Peki bu başarı üzerine diğer oyun firmalarının tepkisi ne oldu dersiniz? En basit örneği EA, The Sims serisinin yapımcısı Maxim firmasında değişikliklere gitti. Bilgisayar ve konsol için piyasaya çıkacak tüm The Sims oyunlarının fişini çekti. The Sims geçtiğimiz yıllardan itibaren sadece microtransaction sistemine odaklanan Facebook ve Mobil oyunlar olarak hayatına devam etmeye başladı.

The Sims bu konudaki en ünlü örneklerden birisi. Geçen 5 yıl içerisinde adı duyulmuş ya da duyulmamış sayısız tek kişilik ve senaryo odaklı oyun projesi iptal edildi. Bazıları üstelik şaşalı tanıtımlardan sonra bu kaderi paylaştı.

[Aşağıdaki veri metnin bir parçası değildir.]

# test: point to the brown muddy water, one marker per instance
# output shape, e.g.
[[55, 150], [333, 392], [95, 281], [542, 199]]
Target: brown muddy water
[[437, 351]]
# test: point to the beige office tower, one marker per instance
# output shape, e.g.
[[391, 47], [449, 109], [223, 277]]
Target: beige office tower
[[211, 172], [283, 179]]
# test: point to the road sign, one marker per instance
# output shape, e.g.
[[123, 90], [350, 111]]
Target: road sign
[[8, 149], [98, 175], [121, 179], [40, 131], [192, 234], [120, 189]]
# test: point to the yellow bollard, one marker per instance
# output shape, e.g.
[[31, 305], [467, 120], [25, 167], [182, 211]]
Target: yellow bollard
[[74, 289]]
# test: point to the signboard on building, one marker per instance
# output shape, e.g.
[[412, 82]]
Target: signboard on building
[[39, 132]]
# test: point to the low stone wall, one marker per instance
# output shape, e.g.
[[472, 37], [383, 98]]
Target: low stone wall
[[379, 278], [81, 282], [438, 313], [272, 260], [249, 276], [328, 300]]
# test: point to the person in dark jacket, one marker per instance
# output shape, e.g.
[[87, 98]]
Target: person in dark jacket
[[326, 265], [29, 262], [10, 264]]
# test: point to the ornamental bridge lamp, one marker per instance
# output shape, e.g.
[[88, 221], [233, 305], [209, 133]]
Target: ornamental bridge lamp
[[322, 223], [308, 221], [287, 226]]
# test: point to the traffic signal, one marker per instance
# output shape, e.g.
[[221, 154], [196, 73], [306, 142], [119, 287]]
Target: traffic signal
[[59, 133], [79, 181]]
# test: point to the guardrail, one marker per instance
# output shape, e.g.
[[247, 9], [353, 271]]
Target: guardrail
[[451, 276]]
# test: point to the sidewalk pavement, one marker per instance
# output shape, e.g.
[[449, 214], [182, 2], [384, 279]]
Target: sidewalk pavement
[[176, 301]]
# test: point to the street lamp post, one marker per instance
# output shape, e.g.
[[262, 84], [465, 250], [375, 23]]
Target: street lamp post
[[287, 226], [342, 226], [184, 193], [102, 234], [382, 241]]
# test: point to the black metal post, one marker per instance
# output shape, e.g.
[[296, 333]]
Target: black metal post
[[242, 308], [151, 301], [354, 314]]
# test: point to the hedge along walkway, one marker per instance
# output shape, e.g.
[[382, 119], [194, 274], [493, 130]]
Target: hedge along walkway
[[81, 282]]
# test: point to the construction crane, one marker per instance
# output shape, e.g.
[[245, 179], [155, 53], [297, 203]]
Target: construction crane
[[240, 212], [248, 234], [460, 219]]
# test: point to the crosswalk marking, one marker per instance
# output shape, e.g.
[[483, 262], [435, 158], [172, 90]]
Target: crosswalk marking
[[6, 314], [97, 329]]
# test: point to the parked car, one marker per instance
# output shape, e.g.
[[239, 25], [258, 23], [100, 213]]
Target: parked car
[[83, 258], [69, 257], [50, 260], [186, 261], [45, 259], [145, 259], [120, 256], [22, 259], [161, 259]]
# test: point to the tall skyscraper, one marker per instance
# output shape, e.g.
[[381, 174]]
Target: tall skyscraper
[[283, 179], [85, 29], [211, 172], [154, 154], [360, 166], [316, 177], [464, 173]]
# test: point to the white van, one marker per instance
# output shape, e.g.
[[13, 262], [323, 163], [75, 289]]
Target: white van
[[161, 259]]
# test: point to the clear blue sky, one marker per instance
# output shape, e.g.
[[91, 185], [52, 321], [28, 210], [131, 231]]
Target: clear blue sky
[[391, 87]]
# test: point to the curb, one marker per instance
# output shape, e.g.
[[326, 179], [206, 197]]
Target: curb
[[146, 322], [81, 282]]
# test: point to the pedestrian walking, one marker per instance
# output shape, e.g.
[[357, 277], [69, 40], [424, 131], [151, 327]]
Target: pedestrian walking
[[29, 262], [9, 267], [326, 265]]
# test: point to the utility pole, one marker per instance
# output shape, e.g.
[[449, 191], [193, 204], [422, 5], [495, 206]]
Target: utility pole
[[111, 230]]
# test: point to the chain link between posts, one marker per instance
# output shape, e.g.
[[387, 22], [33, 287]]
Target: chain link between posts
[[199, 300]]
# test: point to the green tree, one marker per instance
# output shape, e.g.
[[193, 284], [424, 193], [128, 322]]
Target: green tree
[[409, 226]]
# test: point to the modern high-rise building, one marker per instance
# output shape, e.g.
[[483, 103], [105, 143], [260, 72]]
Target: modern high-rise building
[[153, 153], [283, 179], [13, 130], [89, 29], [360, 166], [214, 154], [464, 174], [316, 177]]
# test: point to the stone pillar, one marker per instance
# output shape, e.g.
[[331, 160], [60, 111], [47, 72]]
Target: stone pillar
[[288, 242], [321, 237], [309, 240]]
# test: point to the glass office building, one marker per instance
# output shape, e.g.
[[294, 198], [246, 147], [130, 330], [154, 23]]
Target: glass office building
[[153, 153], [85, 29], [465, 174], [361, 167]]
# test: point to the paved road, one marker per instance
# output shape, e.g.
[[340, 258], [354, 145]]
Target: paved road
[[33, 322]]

Kısa sıra sonra World of Warcraft gibi sektör devleri de bu sistemi mevcut yapılarının içine uyarladı. FIFA, PES, Mortal Kombat, WWE, NBA 2K gibi aklınıza gelebilecek sektörün tüm ağır topları, microtransaction sayesinde oyunculara birden fazla kez satış yapabiliyor. Temel olarak oynanışı tam olarak etkilemeyen bu yöntem daha fazlasını daha hızlı şekilde elde etmek isteyen oyuncuları hedefliyor.

Bazı firmalarsa, insanların herkesten farklı olma güdüsünü kullanıyor. Örneğin, Real Racing serisinde, Ferrari kullanmak istiyorsanız 800 lirayı gözden çıkarmanız gerekiyor.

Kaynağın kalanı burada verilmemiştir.